A field trip to better appreciate Balinese culture, history and dance traditions 

For a full immersion into Balinese dance traditions, Assoc Prof Johnson brought all 14 SE2224 students for an experiential seven-day field trip to Bali. They took dance lessons every morning from local teachers, visited religious, cultural and historical sites such as the 1,000-year-old temple in the village of Batuan, and the old palace at Klungkung where they saw first-hand the paintings of the story of Sutasoma to better appreciate Balinese dance and the drama they were performing. 

In addition, the group participated in a tutorial on Balinese dance traditions by lecturers from the Indonesian Institute of the Arts Denpasar, Bali’s arts university, met with mask and costume makers, and artists, and even performed in full dress at a local dance event on the last night of their stay.

Assoc Prof Johnson explained, “The whole point was to show the students a side of Bali they would never see or experience as tourists, and to show them how dance is so important to the way the Balinese understand themselves. The trip gave them an invaluable opportunity to immerse themselves in the lives and beliefs of the Balinese.”
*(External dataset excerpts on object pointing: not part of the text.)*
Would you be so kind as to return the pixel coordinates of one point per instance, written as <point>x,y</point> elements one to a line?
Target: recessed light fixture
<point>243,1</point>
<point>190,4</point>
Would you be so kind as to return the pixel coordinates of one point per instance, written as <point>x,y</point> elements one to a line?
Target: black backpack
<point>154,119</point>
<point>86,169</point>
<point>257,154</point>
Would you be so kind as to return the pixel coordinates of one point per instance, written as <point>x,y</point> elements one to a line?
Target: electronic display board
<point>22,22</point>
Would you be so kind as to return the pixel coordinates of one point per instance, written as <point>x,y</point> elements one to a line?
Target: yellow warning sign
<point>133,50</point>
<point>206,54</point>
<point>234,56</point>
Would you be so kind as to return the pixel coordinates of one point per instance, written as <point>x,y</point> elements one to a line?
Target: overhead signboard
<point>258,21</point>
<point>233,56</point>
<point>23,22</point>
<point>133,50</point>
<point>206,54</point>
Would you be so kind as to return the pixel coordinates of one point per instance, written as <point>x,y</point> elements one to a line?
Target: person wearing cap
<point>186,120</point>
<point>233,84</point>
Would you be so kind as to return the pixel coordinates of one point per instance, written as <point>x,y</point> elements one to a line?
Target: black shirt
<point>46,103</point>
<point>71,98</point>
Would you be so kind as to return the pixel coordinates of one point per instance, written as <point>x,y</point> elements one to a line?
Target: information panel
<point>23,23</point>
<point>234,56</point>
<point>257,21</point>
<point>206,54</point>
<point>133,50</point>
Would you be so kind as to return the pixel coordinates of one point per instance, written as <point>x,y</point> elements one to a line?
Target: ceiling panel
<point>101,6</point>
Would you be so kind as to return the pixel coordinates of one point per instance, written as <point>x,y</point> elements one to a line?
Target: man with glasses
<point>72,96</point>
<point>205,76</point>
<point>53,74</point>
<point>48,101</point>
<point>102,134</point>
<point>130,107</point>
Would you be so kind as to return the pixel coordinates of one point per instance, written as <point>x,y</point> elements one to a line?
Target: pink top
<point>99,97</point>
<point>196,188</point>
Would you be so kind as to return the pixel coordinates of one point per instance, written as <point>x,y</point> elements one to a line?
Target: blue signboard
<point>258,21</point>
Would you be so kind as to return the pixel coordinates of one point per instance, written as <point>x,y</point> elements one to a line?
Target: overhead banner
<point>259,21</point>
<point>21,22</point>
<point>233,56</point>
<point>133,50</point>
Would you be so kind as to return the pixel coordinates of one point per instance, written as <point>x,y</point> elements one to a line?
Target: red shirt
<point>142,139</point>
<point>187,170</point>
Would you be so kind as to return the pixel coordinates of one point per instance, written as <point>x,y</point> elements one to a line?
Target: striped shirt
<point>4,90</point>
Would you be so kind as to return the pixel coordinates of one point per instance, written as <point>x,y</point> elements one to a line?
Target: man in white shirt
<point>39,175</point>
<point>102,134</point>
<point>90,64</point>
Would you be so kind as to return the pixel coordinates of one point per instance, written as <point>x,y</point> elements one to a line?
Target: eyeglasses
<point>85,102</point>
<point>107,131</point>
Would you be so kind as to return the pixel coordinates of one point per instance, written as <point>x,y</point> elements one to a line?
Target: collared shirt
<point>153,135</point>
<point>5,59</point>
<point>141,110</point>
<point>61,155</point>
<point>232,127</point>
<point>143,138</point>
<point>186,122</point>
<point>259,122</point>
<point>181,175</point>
Chai Jia Xin, a third-year NUS Nursing student observed, “After watching several Balinese performances during the trip, I discovered that their style of art feels more intimate. Unlike seats in a theatre, the audience is seated on the ground with nothing physically separating the performers and the audience. The gamelan musicians also laughed at jokes or spoke to each other while the show was ongoing. It was an eye-opening and wonderful experience.”

Offering another perspective, FASS fourth-year student Timothy Timuari shared, “Almost all of us have no experience in traditional dance. I chose to take SE2224 because it exposed me to ethnography. By fully immersing myself in a Balinese village with the folks there, I experienced so much about Balinese culture and learnt quite a bit about life. This is not something that readings can teach.”
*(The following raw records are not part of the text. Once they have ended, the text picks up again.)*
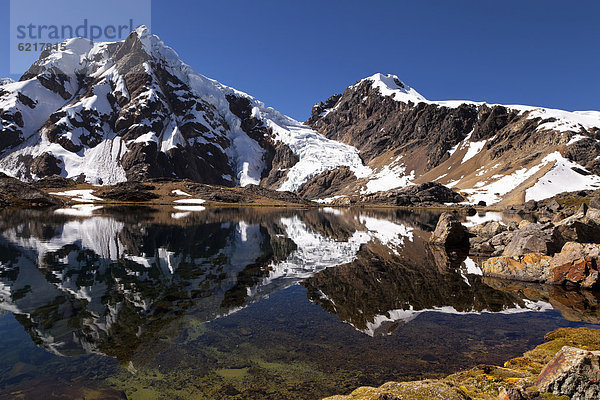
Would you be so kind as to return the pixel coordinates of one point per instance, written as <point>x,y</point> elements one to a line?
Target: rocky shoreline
<point>56,191</point>
<point>565,367</point>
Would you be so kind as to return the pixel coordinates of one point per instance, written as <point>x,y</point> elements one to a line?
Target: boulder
<point>488,229</point>
<point>501,239</point>
<point>424,193</point>
<point>450,233</point>
<point>576,265</point>
<point>572,372</point>
<point>579,228</point>
<point>534,238</point>
<point>532,267</point>
<point>128,192</point>
<point>15,192</point>
<point>595,201</point>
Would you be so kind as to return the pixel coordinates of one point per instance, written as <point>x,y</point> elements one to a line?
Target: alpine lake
<point>252,303</point>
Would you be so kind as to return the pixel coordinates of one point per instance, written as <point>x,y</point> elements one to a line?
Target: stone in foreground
<point>419,390</point>
<point>449,232</point>
<point>573,372</point>
<point>531,267</point>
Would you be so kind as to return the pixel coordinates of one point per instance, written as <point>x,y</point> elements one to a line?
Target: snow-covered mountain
<point>110,112</point>
<point>131,110</point>
<point>486,151</point>
<point>109,273</point>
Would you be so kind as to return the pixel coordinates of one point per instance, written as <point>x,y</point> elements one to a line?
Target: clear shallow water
<point>250,304</point>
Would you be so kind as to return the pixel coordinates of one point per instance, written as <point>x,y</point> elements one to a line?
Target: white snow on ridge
<point>473,150</point>
<point>407,315</point>
<point>492,192</point>
<point>561,178</point>
<point>83,196</point>
<point>387,84</point>
<point>316,153</point>
<point>564,120</point>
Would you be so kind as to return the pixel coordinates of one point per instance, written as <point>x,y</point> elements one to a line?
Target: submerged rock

A unique course that offers important lessons

The sound of appreciative applause from a 280-strong audience rang loud and clear as Sutasoma came to a moving close. From the stands, it was apparent that the student performers as well as the rest of the cast enjoyed themselves throughout the three-hour spectacle. Indeed, the production was a truly collaborative one as it not only involved alumni from the Department of Southeast Asian Studies but also professional dancers and musicians from the Balinese dance and music community in Singapore and Bali.

This cross-cultural experience was not lost on anthropology exchange student Pablo López Basurco who played the role of the elephant-headed demon or Gajah Waktra. “If you’d asked me in August, I would never have thought I would travel to Bali to learn how to dance and perform in Singapore. I study in the Netherlands and I could never imagine a project like this taking place there. This is truly a unique experience.”

Assoc Prof Johnson shared, “With this class, I wanted to show students that dance is just as relevant a subject as any of the other disciplines. To dance is to be human and the SE2224 course not only teaches us important things about our bodies, our mind and our community. It also teaches us about happiness, respect and patience. These are precious lessons that my students will carry with them long after their university days.”